CGRP monoclonal antibodies show insufficient benefit for cluster headache prevention in meta-analysis

Cluster headache (CH) is characterized by severe, unilateral trigeminal autonomic cephalalgia, representing one of the most excruciating pain conditions. Current pharmacological treatment options for CH prevention are limited and often associated with significant side effects or inadequate efficacy. In contrast, calcitonin gene-related peptide (CGRP) monoclonal antibodies have revolutionized migraine prevention by targeting the CGRP pathway, a key mediator in nociceptive transmission. However, their specific efficacy and safety profile in the context of CH, a distinct primary headache disorder, remains largely uncertain, necessitating a comprehensive evaluation.

Researchers conducted a systematic review and frequentist-Bayesian meta-analysis to evaluate the efficacy and safety of CGRP monoclonal antibodies for cluster headache. They systematically searched PubMed, Embase, Cochrane, Web of Science, and ClinicalTrials.gov through February 28, 2026. The analysis included four trials, encompassing a total of 655 participants. The primary outcome measured was the weekly cluster headache attack frequency, quantified as mean difference (MD) with 95% confidence intervals, comparing CGRP monoclonal antibodies against placebo. Sensitivity analyses included Bayesian meta-analysis with five prior specifications and trial sequential analysis.

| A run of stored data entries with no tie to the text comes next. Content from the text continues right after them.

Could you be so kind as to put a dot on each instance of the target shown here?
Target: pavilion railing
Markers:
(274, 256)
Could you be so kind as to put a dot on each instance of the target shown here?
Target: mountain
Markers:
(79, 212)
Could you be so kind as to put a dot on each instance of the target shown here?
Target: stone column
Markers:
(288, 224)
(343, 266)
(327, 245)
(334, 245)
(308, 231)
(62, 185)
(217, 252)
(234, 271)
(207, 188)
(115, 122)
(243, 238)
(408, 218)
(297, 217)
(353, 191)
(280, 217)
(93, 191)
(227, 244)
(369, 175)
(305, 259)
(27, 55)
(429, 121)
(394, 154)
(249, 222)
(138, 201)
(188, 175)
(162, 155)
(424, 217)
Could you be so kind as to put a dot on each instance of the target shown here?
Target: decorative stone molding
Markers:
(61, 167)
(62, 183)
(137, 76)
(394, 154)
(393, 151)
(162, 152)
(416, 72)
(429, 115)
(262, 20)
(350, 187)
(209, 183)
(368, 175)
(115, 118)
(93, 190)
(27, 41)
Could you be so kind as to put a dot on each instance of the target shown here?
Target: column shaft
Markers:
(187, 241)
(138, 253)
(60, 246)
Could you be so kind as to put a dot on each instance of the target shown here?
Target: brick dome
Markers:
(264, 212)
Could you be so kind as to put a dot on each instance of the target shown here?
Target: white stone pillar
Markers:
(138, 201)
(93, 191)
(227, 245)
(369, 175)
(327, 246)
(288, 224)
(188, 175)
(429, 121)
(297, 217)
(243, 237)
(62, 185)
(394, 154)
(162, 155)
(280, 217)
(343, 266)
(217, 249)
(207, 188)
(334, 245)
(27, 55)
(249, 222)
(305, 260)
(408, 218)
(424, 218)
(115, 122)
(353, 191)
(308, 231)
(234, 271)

The pooled mean difference (MD) for weekly cluster headache attack frequency with CGRP monoclonal antibodies was -0.81 attacks per week (95%CI -2.24 to 0.62; P=0.265; I2=8%), indicating no statistically significant reduction. Neither the episodic (MD -1.21; 95%CI -5.20 to 2.78) nor chronic (MD -0.93; 95%CI -2.89 to 1.03) cluster headache subgroups reached statistical significance (P=0.90). The odds ratio (OR) for achieving a 50% or greater responder rate was 1.39 (95%CI 0.88-2.19; P=0.159), also not significant. However, the risk ratio (RR) for the 50% responder rate did reach significance at 1.25 (95%CI 1.04-1.49; P=0.017), a discrepancy attributed to high placebo response rates ranging from 27-53% across trials. Bayesian analysis revealed an 81.1% posterior probability of any benefit, but only a 17.9% probability that the true reduction would reach 2 or more attacks per week.

Trial sequential analysis indicated that for an assumed effect of 2.5 attacks per week, the accrued information exceeded the required information size (135.6%) without the cumulative Z-statistic crossing the efficacy boundary, suggesting insufficient evidence for this effect size.